Final proof will have to await other revised numbers that really shouldn’t be considered by anyone (because, for normal people, the absence or presence of a recession should entirely depend on the presence or absence of real economic growth), but that NBER nonetheless considers.



  1. Tom, as I have tried repeatedly to point out to you — to no avail, apparently — there’s more to a recession call than GDP. How you fail to grasp that is beyond me. I correctly forecast the NBER’s recession call here in November by simply looking at other metrics I know are important to them. GDP is only one of those metrics, and even that was goosed in Q2 by Bush’s ridiculous stimulus to nowhere. Please, I beg of you, stop with the GDP mantra.

    Comment by Invictus — December 26, 2008 @ 4:05 pm

  2. #1, Obviously your upper limit where you can still be in a recession with economic growth has now been benchmarked above 10%. Can you still be in a recession when growth is 20%? 30%? That’s obviously laughable to anyone who isn’t part of a group that has convinced itself that they’re oh so much smarter than everyone else.

    Unless the GDP numbers come down in revisions, the Dec. – June recession call is self-evident rubbish.
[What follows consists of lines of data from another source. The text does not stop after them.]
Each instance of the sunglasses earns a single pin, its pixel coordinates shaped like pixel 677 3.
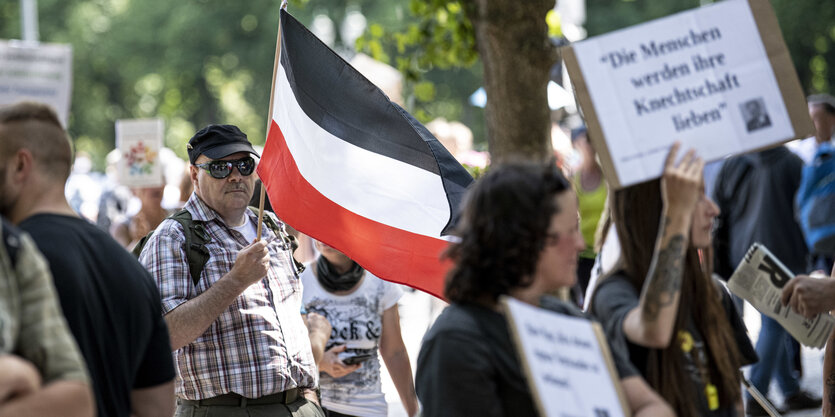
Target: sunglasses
pixel 222 169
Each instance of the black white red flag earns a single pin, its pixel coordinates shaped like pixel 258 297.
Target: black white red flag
pixel 346 166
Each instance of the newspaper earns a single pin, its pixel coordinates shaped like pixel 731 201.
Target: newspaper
pixel 760 279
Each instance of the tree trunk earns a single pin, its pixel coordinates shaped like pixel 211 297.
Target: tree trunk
pixel 512 40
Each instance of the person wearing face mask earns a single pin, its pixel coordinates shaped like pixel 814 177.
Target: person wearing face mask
pixel 519 237
pixel 363 313
pixel 680 325
pixel 240 343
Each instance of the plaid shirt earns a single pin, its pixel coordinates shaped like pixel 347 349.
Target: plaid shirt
pixel 259 345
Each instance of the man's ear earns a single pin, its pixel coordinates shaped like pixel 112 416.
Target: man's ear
pixel 21 165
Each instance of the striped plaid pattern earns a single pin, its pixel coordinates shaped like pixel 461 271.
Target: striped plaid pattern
pixel 259 345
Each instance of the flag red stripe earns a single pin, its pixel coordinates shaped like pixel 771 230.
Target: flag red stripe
pixel 399 256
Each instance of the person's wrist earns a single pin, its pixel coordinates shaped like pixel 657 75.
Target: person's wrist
pixel 311 395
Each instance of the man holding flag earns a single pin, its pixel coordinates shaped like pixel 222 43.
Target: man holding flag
pixel 241 347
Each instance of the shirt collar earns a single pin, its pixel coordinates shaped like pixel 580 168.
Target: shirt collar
pixel 200 211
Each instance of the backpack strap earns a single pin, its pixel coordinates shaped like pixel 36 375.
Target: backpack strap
pixel 196 239
pixel 195 245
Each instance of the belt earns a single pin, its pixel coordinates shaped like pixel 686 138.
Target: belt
pixel 236 400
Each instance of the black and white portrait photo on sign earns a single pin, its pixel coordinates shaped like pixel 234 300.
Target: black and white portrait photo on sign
pixel 754 113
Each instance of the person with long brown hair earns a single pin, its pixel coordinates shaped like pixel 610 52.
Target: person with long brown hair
pixel 681 329
pixel 520 237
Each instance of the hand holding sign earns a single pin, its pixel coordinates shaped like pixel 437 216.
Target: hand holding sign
pixel 681 183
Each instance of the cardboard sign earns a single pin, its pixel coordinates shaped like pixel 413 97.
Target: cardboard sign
pixel 567 362
pixel 36 72
pixel 139 142
pixel 718 78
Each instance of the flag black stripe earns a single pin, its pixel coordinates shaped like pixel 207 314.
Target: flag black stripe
pixel 344 103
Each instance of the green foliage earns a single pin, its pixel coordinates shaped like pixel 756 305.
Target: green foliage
pixel 197 62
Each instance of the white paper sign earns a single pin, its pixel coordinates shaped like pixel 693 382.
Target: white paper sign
pixel 139 142
pixel 568 371
pixel 702 77
pixel 36 72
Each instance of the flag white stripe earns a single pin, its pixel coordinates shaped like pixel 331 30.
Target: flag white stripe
pixel 371 185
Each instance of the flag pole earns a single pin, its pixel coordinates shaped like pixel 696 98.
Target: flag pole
pixel 270 119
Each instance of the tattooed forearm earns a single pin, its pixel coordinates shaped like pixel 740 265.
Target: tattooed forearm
pixel 665 275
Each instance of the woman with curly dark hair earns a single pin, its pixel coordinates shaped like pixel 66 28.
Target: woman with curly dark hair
pixel 519 237
pixel 681 328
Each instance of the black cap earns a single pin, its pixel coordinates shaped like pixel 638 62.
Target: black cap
pixel 218 141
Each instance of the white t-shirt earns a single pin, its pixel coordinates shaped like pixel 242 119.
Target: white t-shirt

If the numbers don’t change, they should have to back off to a double-dip at best of Dec.-Feb., followed by June or July through current.

    Comment by TBlumer — December 26, 2008 @ 4:28 pm

  3. I beg you to look at metrics other than GDP and you…immediately go right back to GDP! It’s amazing. What about employment, industrial production, real income, sales, aggregate hours worked? You know, the other stuff that NBER looks at that I correctly pointed to in making my assessment? You are revealing yourself to be little more than a partisan ideologue who has no use for the facts, which told the story very clearly.

    Comment by Invictus — December 26, 2008 @ 4:38 pm

  4. When growth is 10% for two months and 6.4% for four, I don’t care what other info says. It doesn’t matter. It’s that simple. Recession is about the presence or absence of economic growth, period.

    Anyone asking me or the American people to entertain the idea of a non-stop recession through 6.4% and 10.2% growth is insulting my and our intelligence. That includes you, and that includes NBER. If growth comes down, NBER may ultimately be proven right. If it doesn’t, they’re wrong, and you’re wrong.


    Speaking of clear, what’s clear is that NBER shouldn’t have been allowed to become the official definer of a recession some 30 years ago. IMO that has turned out to be, ultimately, a partisan act. Only blind partisans would call 6.4% growth over 4 months “noise.”

    We were doing fine with the normal people definition, and should never have left it. I was willing to concede the possibility of modest growth (1% or so, tops) still containing a recession. I’m not willing concede any more than that.